Aux Délices, le 16 mai [1755]
On m'a renvoyé de Paris, monsieur, une lettre que vous avez écrite au sieur Corbier.
Vous lui mandez que vous allez faire une édition d'un poème intitulé la Pucelle d'Orléans dont vous me croyez l'auteur, et vous le priez de la débiter à Paris. On m'a envoyé en même temps des lambeaux du manuscrit que vous achetez. Je dois vous avertir que vous ne pouvez faire un plus mauvais marché; que ce manuscrit n'est point de moi; que c'est une infâme rapsodie aussi plate, aussi grossière qu'indécente; qu'elle a été fabriquée sur l'ancien plan d'un ouvrage que j'avais ébauché il y a trente ans; que c'est l'ouvrage d'un homme qui ne connait ni la poésie, ni le bon sens, ni les mœurs; que vous n'en vendriez jamais cent exemplaires; et qu'il ne vous resterait après avoir perdu votre argent, que la honte et le danger d'avoir imprimé un ouvrage scandaleux.
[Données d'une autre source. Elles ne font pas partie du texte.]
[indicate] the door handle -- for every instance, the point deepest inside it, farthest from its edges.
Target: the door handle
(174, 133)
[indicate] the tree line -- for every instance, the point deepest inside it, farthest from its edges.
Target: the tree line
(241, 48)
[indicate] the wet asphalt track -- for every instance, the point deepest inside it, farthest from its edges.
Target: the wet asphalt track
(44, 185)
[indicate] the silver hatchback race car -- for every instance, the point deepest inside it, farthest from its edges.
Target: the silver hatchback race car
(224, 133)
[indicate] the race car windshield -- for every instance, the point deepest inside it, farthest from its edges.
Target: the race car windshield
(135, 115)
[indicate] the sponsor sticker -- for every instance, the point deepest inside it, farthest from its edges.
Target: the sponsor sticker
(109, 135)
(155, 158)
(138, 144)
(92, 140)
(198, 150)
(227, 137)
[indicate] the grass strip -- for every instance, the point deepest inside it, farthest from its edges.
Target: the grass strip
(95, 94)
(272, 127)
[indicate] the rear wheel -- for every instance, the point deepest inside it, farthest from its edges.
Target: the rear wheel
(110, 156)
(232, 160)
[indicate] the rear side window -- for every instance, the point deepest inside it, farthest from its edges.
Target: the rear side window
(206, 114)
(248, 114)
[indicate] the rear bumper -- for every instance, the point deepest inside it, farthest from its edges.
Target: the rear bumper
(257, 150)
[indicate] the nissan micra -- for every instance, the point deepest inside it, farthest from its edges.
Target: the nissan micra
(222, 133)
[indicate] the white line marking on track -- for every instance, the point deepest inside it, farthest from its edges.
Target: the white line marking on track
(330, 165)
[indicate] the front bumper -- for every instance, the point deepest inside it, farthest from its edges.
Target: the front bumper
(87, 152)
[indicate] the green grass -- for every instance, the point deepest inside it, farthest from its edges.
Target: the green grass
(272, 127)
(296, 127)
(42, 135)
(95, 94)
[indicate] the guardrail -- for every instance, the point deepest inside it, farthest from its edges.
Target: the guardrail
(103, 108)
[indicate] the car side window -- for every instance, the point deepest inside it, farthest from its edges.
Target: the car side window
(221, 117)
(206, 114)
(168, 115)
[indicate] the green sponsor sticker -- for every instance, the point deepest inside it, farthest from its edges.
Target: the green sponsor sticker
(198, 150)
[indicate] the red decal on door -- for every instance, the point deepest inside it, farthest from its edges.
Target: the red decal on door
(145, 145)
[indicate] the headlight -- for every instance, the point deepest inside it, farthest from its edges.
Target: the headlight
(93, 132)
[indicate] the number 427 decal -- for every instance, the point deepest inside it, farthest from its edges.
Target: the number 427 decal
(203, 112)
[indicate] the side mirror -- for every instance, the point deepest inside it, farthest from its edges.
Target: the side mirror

J'espère que vous profiterez de l'avis que je vous donne; je serai d'ailleurs aussi empressé à vous rendre service qu'à vous instruire du mauvais marché qu'on vous propose. Si vous voulez m'informer de ce que vous savez sur cette affaire, comme je vous informe de ce que je sais positivement, vous me ferez un plaisir que je reconnaîtrai, étant tout à vous.